Thursday’s thundering Financial Times editorial on the food crisis unfortunately arrived too late to change opinions on the 13th floor of the Berlaymont, the European Commission nerve centre. The day before the call for a pause in the push for biofuels was made Jose Manuel Barroso, Commission president, defended the policy.
He said the use of crops for fuel had so far had little effect on higher food prices. It can’t be often that the Commission disagrees with its multilateral brethren, the IMF, World Bank and United Nations.
Barroso said the push to increase biofuels to 10 per cent of the EU transport fuel mix by 2020 will continue. In fact, by creating a market for sustainable biofuels the EU could improve their production round the world, he said.
Perhaps he will listen to the EU’s own scientific advisers. On Thursday advisers to the European Environment Agency called for the target to be scrapped.
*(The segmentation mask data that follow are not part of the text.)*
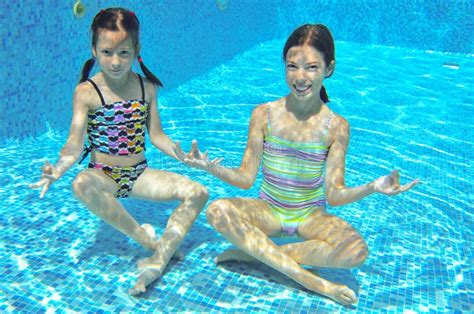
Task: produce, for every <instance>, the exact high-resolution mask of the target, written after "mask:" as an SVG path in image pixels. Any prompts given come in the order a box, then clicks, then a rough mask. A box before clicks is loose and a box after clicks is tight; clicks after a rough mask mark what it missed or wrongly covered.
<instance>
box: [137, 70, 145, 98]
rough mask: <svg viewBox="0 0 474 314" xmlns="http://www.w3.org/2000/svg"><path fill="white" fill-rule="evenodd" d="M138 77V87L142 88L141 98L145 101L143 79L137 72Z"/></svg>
mask: <svg viewBox="0 0 474 314" xmlns="http://www.w3.org/2000/svg"><path fill="white" fill-rule="evenodd" d="M137 75H138V78H139V79H140V87H141V88H142V99H143V102H145V86H144V85H143V79H142V77H141V75H140V74H138V73H137Z"/></svg>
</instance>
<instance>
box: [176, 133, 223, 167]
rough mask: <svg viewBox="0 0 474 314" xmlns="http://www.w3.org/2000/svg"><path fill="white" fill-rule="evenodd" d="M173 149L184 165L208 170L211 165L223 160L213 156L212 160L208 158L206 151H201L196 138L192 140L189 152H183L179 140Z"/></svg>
mask: <svg viewBox="0 0 474 314" xmlns="http://www.w3.org/2000/svg"><path fill="white" fill-rule="evenodd" d="M174 151H175V154H176V156H178V158H179V159H180V160H181V161H182V162H184V163H185V164H186V165H188V166H190V167H193V168H197V169H202V170H206V171H209V170H210V169H211V167H214V166H217V165H219V164H220V162H221V161H222V160H224V158H214V159H213V160H212V161H211V160H209V154H208V152H207V151H206V152H205V153H201V151H200V150H199V147H198V143H197V141H196V140H193V142H192V147H191V150H190V151H189V153H187V154H185V153H184V152H183V150H182V149H181V146H180V144H179V142H177V143H176V145H175V147H174Z"/></svg>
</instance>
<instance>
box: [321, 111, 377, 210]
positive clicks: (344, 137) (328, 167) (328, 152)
mask: <svg viewBox="0 0 474 314" xmlns="http://www.w3.org/2000/svg"><path fill="white" fill-rule="evenodd" d="M335 125H336V126H335V128H334V131H335V134H334V142H333V144H332V145H331V146H330V148H329V152H328V157H327V160H326V179H325V184H326V199H327V201H328V203H329V205H331V206H340V205H345V204H349V203H352V202H355V201H358V200H360V199H362V198H364V197H366V196H368V195H370V194H372V193H374V192H375V190H374V187H373V185H372V183H368V184H365V185H361V186H358V187H354V188H348V187H346V185H345V179H344V176H345V171H346V170H345V167H346V165H345V164H346V153H347V148H348V147H349V137H350V130H349V123H348V122H347V120H345V119H344V118H342V117H337V120H336V121H335Z"/></svg>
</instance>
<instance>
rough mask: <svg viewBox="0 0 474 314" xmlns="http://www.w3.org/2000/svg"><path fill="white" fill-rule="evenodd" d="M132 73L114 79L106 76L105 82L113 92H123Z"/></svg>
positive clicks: (105, 75)
mask: <svg viewBox="0 0 474 314" xmlns="http://www.w3.org/2000/svg"><path fill="white" fill-rule="evenodd" d="M131 75H132V71H128V73H127V74H125V75H124V76H123V77H121V78H118V79H114V78H111V77H109V76H107V75H105V74H104V75H103V76H104V81H105V83H106V84H107V86H108V87H109V88H110V89H111V90H123V88H124V87H125V86H126V85H127V84H128V81H129V80H130V76H131Z"/></svg>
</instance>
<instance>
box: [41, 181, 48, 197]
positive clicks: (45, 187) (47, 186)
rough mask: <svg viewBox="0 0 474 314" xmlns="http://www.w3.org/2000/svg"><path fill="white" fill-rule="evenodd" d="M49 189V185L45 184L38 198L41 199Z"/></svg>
mask: <svg viewBox="0 0 474 314" xmlns="http://www.w3.org/2000/svg"><path fill="white" fill-rule="evenodd" d="M48 188H49V183H46V184H45V186H44V187H43V190H41V194H40V198H43V197H44V195H45V194H46V192H47V191H48Z"/></svg>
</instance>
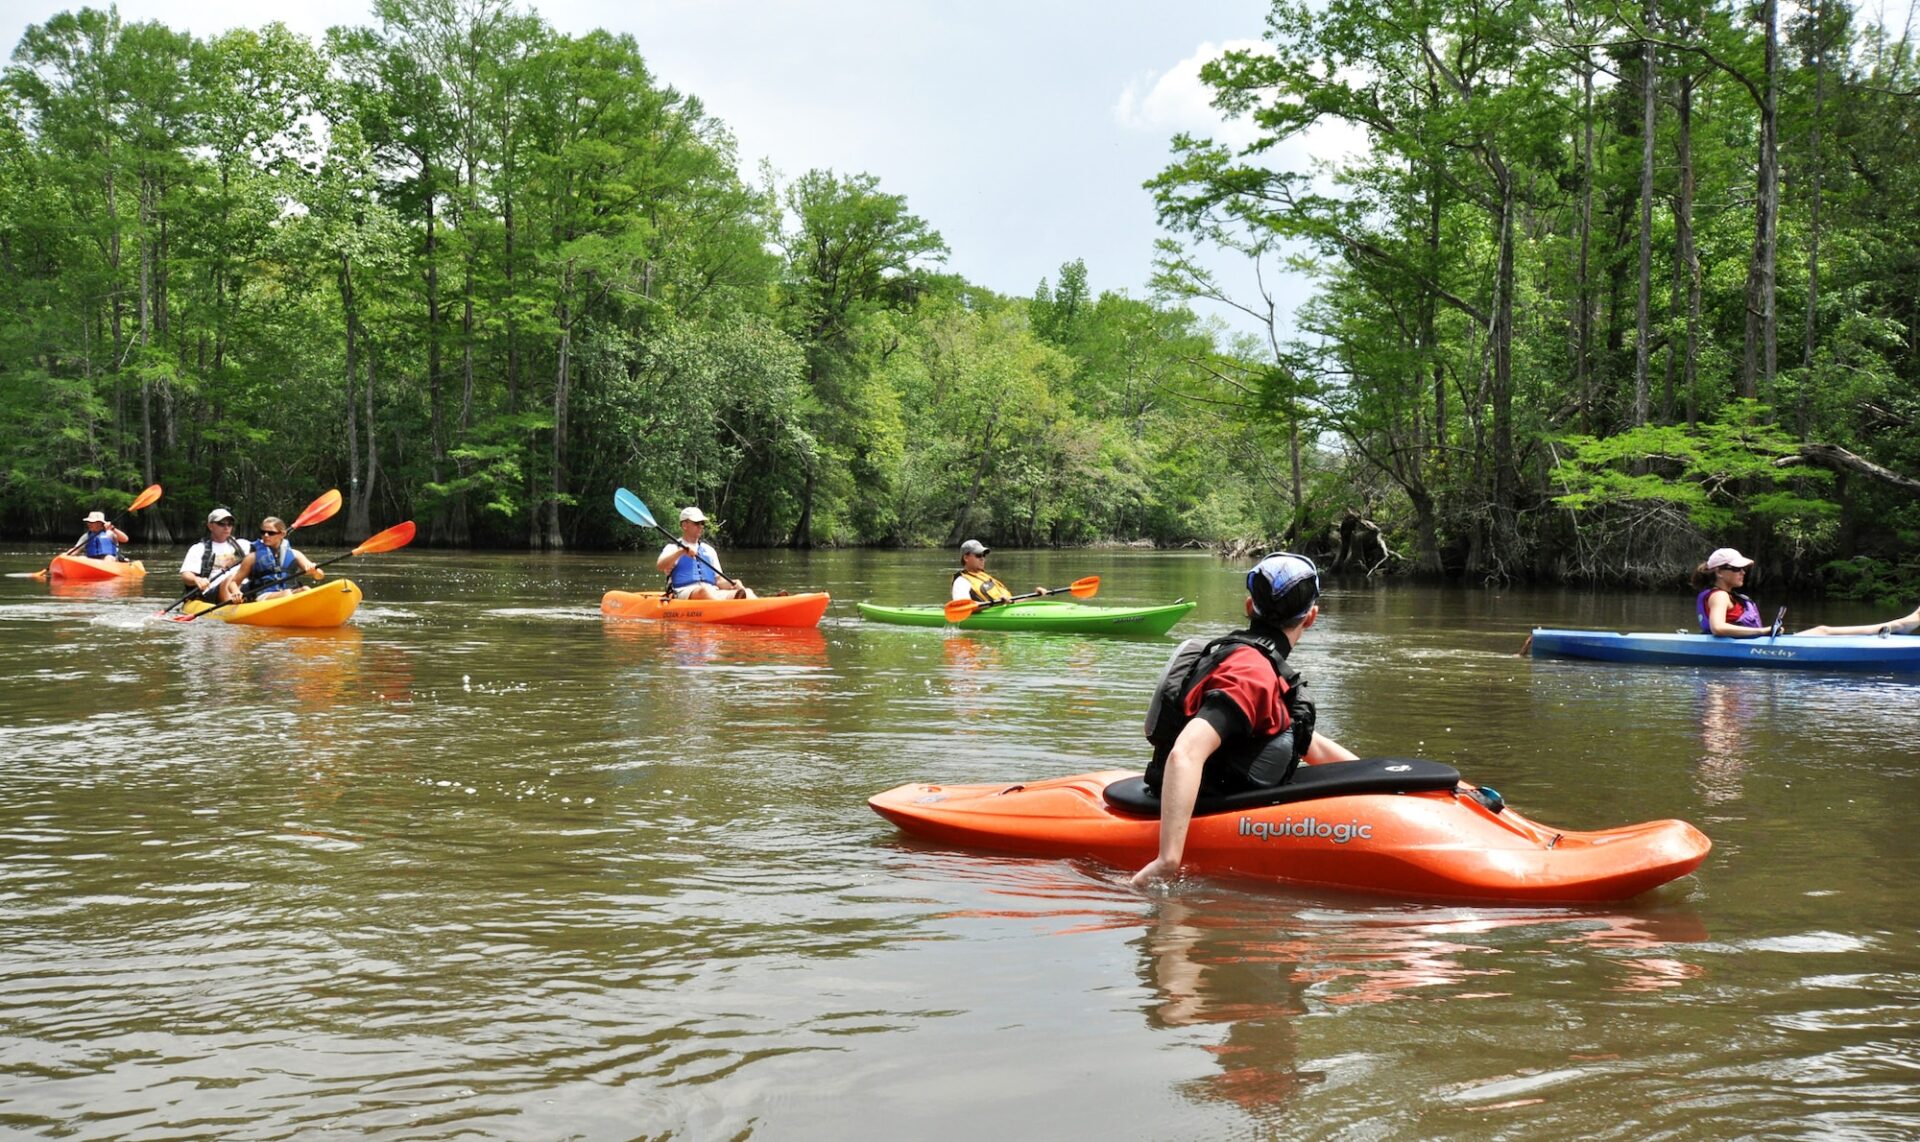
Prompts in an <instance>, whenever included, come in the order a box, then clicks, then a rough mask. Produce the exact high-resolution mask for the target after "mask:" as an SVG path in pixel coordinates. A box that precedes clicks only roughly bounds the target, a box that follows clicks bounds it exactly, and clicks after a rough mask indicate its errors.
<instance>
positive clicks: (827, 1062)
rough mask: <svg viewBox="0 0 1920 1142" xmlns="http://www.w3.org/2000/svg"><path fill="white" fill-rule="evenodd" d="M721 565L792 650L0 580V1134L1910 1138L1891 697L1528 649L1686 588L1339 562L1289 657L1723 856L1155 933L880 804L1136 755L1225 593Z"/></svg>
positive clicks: (1911, 977) (480, 584)
mask: <svg viewBox="0 0 1920 1142" xmlns="http://www.w3.org/2000/svg"><path fill="white" fill-rule="evenodd" d="M330 553H334V551H326V549H324V547H315V549H313V555H330ZM38 557H40V559H44V553H38ZM177 559H179V555H175V557H173V560H177ZM173 560H169V559H154V560H152V562H154V564H156V566H157V568H159V570H161V572H165V570H167V566H165V564H169V562H173ZM732 562H733V564H735V570H741V572H743V574H745V576H747V578H749V580H751V582H756V583H760V585H764V587H791V589H822V587H824V589H829V591H831V593H833V599H835V603H833V607H831V608H829V612H828V618H826V622H824V624H822V626H820V630H818V631H797V633H791V631H772V630H728V628H701V626H682V624H651V622H609V620H603V618H601V616H599V610H597V601H599V595H601V591H603V589H607V587H651V585H653V583H655V582H657V578H655V576H653V574H651V570H647V568H643V566H641V564H643V557H637V555H595V557H588V555H580V557H511V555H474V557H467V555H442V553H417V551H401V553H394V555H380V557H365V559H355V560H351V562H344V564H338V566H336V568H332V570H334V572H342V570H351V574H353V578H355V580H357V582H359V583H361V585H363V587H365V591H367V603H365V605H363V607H361V612H359V614H357V616H355V618H353V622H351V624H349V626H348V628H344V630H338V631H319V633H286V631H263V630H246V628H227V626H217V624H213V622H196V624H171V622H154V620H152V614H154V612H156V610H157V605H159V603H161V601H165V599H171V597H173V595H177V591H175V580H173V576H171V574H156V576H152V578H150V582H148V585H146V587H136V591H144V593H132V595H127V593H111V591H108V593H102V591H79V593H56V591H54V589H50V587H48V585H44V583H36V582H33V580H25V578H4V580H0V1132H6V1134H12V1136H46V1138H317V1136H321V1138H328V1136H342V1138H346V1136H353V1138H609V1140H611V1138H637V1136H643V1138H828V1136H831V1138H852V1140H866V1138H954V1140H962V1138H966V1140H975V1138H1068V1136H1085V1138H1365V1140H1379V1138H1440V1136H1446V1138H1576V1136H1578V1138H1632V1140H1642V1138H1740V1136H1774V1138H1841V1136H1847V1138H1853V1136H1874V1138H1912V1136H1920V1050H1916V1044H1920V952H1916V929H1920V892H1916V883H1920V841H1916V829H1914V823H1912V818H1910V816H1908V814H1910V810H1912V808H1914V802H1916V793H1920V791H1916V783H1920V749H1916V731H1914V726H1916V716H1920V681H1908V679H1901V678H1889V676H1828V674H1797V672H1764V670H1738V668H1732V670H1728V668H1718V670H1707V668H1665V666H1655V668H1628V666H1609V664H1582V662H1548V660H1542V662H1534V660H1528V658H1519V656H1515V651H1517V649H1519V647H1521V641H1523V637H1524V633H1526V630H1528V628H1530V626H1534V624H1540V626H1596V628H1611V630H1676V628H1682V626H1688V622H1690V618H1692V597H1690V595H1688V593H1686V591H1682V589H1678V587H1676V589H1674V591H1672V593H1668V595H1592V593H1572V591H1569V593H1555V591H1501V589H1434V587H1409V585H1384V587H1382V585H1369V583H1363V582H1334V583H1331V585H1329V593H1327V599H1325V614H1323V620H1321V624H1319V626H1315V628H1313V631H1311V633H1309V637H1308V639H1306V641H1304V645H1302V647H1300V651H1298V654H1296V662H1298V664H1300V666H1302V670H1304V672H1306V676H1308V678H1309V679H1311V685H1313V693H1315V697H1317V702H1319V710H1321V726H1323V727H1325V729H1327V731H1329V733H1332V735H1334V737H1338V739H1340V741H1344V743H1346V745H1348V747H1352V749H1356V750H1359V752H1361V754H1369V752H1373V754H1402V756H1404V754H1419V756H1428V758H1436V760H1444V762H1452V764H1455V766H1459V768H1461V772H1463V773H1465V775H1467V777H1469V779H1475V781H1480V783H1486V785H1494V787H1498V789H1500V791H1501V793H1503V795H1505V798H1507V802H1509V804H1513V806H1515V808H1519V810H1521V812H1524V814H1526V816H1530V818H1534V820H1540V821H1546V823H1551V825H1559V827H1576V829H1588V827H1605V825H1617V823H1626V821H1636V820H1649V818H1686V820H1690V821H1693V823H1695V825H1699V827H1701V829H1703V831H1705V833H1707V835H1709V837H1713V843H1715V850H1713V854H1711V856H1709V858H1707V864H1705V866H1701V869H1699V871H1697V873H1695V875H1692V877H1686V879H1682V881H1676V883H1672V885H1667V887H1665V889H1659V891H1655V892H1651V894H1647V896H1642V898H1640V900H1634V902H1628V904H1620V906H1607V908H1540V906H1530V908H1486V906H1446V904H1407V902H1396V900H1388V898H1367V896H1338V894H1325V892H1304V891H1290V889H1283V887H1275V889H1263V887H1258V885H1244V883H1213V881H1204V879H1198V881H1188V883H1187V885H1185V887H1183V891H1179V894H1177V896H1171V898H1146V896H1139V894H1135V892H1131V891H1129V889H1127V885H1125V873H1123V871H1119V869H1110V868H1104V866H1098V864H1092V862H1071V860H1021V858H1006V856H987V854H977V852H958V850H947V848H941V846H933V845H924V843H914V841H906V839H902V837H900V835H899V833H897V831H895V829H893V827H891V825H887V823H885V821H881V820H879V818H876V816H874V814H872V812H868V808H866V804H864V800H866V797H868V795H872V793H876V791H881V789H887V787H893V785H899V783H902V781H916V779H925V781H1018V779H1033V777H1046V775H1062V773H1075V772H1083V770H1092V768H1110V766H1131V764H1140V762H1142V760H1144V758H1142V743H1140V731H1139V724H1140V714H1142V708H1144V702H1146V695H1148V689H1150V687H1152V681H1154V678H1156V674H1158V670H1160V666H1162V662H1164V660H1165V656H1167V653H1169V651H1171V647H1173V645H1175V641H1177V639H1179V637H1183V635H1196V633H1217V631H1225V630H1229V628H1231V626H1233V620H1235V618H1236V616H1238V601H1240V597H1242V591H1240V574H1242V570H1244V566H1246V564H1244V562H1235V564H1227V562H1219V560H1215V559H1212V557H1206V555H1152V553H1131V551H1060V553H1021V551H1002V553H996V555H995V559H993V570H996V572H998V574H1000V576H1002V578H1006V580H1008V582H1010V583H1014V585H1016V589H1027V587H1031V585H1037V583H1050V585H1058V583H1066V582H1071V580H1075V578H1079V576H1085V574H1098V576H1102V580H1104V585H1102V591H1100V601H1110V603H1156V601H1167V599H1173V597H1177V595H1185V597H1188V599H1198V601H1200V608H1198V610H1196V612H1194V614H1192V616H1188V618H1187V620H1185V622H1183V624H1181V626H1177V628H1175V633H1173V637H1167V639H1098V637H1064V635H1031V633H956V631H943V630H914V628H889V626H876V624H868V622H862V620H860V618H858V614H856V610H854V608H852V601H856V599H876V601H889V603H897V601H939V599H943V597H945V585H947V566H948V559H947V555H943V553H866V551H854V553H816V555H795V553H739V555H735V557H733V560H732ZM33 566H36V553H33V551H27V549H21V547H13V549H12V553H8V555H0V568H4V570H8V572H23V570H31V568H33ZM1772 603H1774V601H1768V599H1763V605H1764V607H1768V608H1770V605H1772ZM1870 618H1880V616H1876V614H1864V612H1862V610H1860V608H1859V607H1845V605H1837V603H1828V605H1814V607H1807V608H1805V610H1803V612H1799V614H1795V626H1803V624H1811V622H1820V620H1832V622H1864V620H1870Z"/></svg>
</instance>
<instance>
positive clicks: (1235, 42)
mask: <svg viewBox="0 0 1920 1142" xmlns="http://www.w3.org/2000/svg"><path fill="white" fill-rule="evenodd" d="M1227 52H1271V48H1269V46H1267V44H1265V42H1263V40H1225V42H1221V44H1213V42H1204V44H1200V46H1198V48H1194V52H1192V56H1187V58H1185V59H1181V61H1179V63H1175V65H1173V67H1169V69H1165V71H1148V73H1146V75H1142V77H1139V79H1135V81H1131V83H1129V84H1127V88H1125V90H1121V92H1119V100H1117V102H1116V104H1114V121H1116V123H1119V125H1121V127H1125V129H1129V131H1148V132H1154V134H1173V132H1177V131H1185V132H1188V134H1196V136H1200V138H1212V140H1213V142H1223V144H1229V146H1235V148H1240V146H1246V144H1250V142H1254V138H1258V136H1260V132H1258V131H1256V129H1254V125H1252V123H1248V121H1246V119H1227V117H1223V115H1221V113H1219V111H1217V109H1215V107H1213V88H1210V86H1208V84H1206V83H1202V81H1200V67H1204V65H1206V63H1210V61H1213V59H1219V58H1221V56H1225V54H1227Z"/></svg>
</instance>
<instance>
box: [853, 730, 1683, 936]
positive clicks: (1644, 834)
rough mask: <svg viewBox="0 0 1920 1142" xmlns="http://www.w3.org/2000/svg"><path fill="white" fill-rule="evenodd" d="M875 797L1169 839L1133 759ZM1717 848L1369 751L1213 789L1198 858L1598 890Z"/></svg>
mask: <svg viewBox="0 0 1920 1142" xmlns="http://www.w3.org/2000/svg"><path fill="white" fill-rule="evenodd" d="M1488 802H1492V804H1494V806H1498V808H1488ZM868 804H870V806H872V808H874V812H877V814H879V816H883V818H887V820H889V821H893V823H895V825H899V827H900V829H904V831H906V833H914V835H918V837H929V839H933V841H943V843H948V845H960V846H970V848H993V850H1000V852H1021V854H1033V856H1079V858H1094V860H1100V862H1104V864H1110V866H1114V868H1121V869H1129V871H1131V869H1139V868H1142V866H1146V864H1148V862H1150V860H1152V858H1154V856H1156V854H1158V850H1160V820H1158V802H1156V800H1154V798H1152V797H1150V795H1148V793H1146V791H1144V785H1142V781H1140V777H1139V775H1137V773H1131V772H1125V770H1106V772H1098V773H1081V775H1075V777H1054V779H1050V781H1029V783H1021V785H900V787H899V789H889V791H887V793H881V795H876V797H874V798H870V800H868ZM1711 848H1713V843H1711V841H1709V839H1707V837H1705V835H1703V833H1701V831H1699V829H1695V827H1693V825H1690V823H1686V821H1645V823H1638V825H1622V827H1619V829H1601V831H1594V833H1576V831H1569V829H1553V827H1548V825H1540V823H1534V821H1530V820H1526V818H1523V816H1521V814H1517V812H1513V810H1511V808H1505V806H1503V804H1501V802H1500V800H1498V795H1488V793H1486V791H1475V789H1473V787H1471V785H1461V783H1459V773H1457V772H1455V770H1453V768H1452V766H1442V764H1438V762H1423V760H1407V758H1363V760H1357V762H1332V764H1325V766H1302V768H1298V770H1296V772H1294V775H1292V777H1290V779H1288V781H1286V785H1279V787H1275V789H1263V791H1256V793H1240V795H1231V797H1223V798H1217V800H1212V802H1208V800H1202V804H1200V806H1198V808H1196V812H1194V820H1192V827H1190V829H1188V835H1187V854H1185V862H1183V864H1185V868H1187V869H1188V871H1196V873H1210V875H1225V877H1244V879H1261V881H1279V883H1286V885H1306V887H1315V889H1340V891H1354V892H1373V894H1386V896H1402V898H1430V900H1486V902H1515V904H1517V902H1592V900H1626V898H1630V896H1638V894H1640V892H1645V891H1647V889H1653V887H1659V885H1665V883H1667V881H1672V879H1676V877H1684V875H1688V873H1690V871H1693V869H1695V868H1699V864H1701V862H1703V860H1705V858H1707V852H1709V850H1711Z"/></svg>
“The overambitious 10 per cent target is an experiment, whose unintended effects are difficult to predict and difficult to control,” they said.
However, Barroso did warn of a human tragedy caused by high food prices and called on EU countries to lift their giving to affected countries.
The link between the EU policies and food shortagesis beginning to worry some in the Berlaymont. It is seeking to end export subsidies that see cheap food dumped on poor countries. However, there are still many high tariff barriers that prevent poor farmers exporting to the EU. Doubtless this debate will become a centrepiece of the haggling over the mid-term review of the common agricultural policy this year.
France is already talking about the need for “food security” while Franz Fischler, former agriculture commissioner who keeps on top of the issues, told me recently that Europe has a duty to feed itself and the world.
Meanwhile, Andris Piebalgs, the energy commissioner, has been making the case for stimulating investment in farm productivity through the biofuels target.
He wrote in a recent blog post: “Substantial tracts of arable land lie fallow since the collapse of the collective farming system used during Communist times in many of the new Member States. The EU’s ambitious but realistic 10% target will provide the market pull stimulation that these farmers need to face a future market based agricultural economy and less dependence on EU subsidies.”
But with Gordon Brown among others calling for a change of stance, I wouldn’t advise any farmer to start sowing the seeds of biofuel crops until they are sure of exactly what they will reap.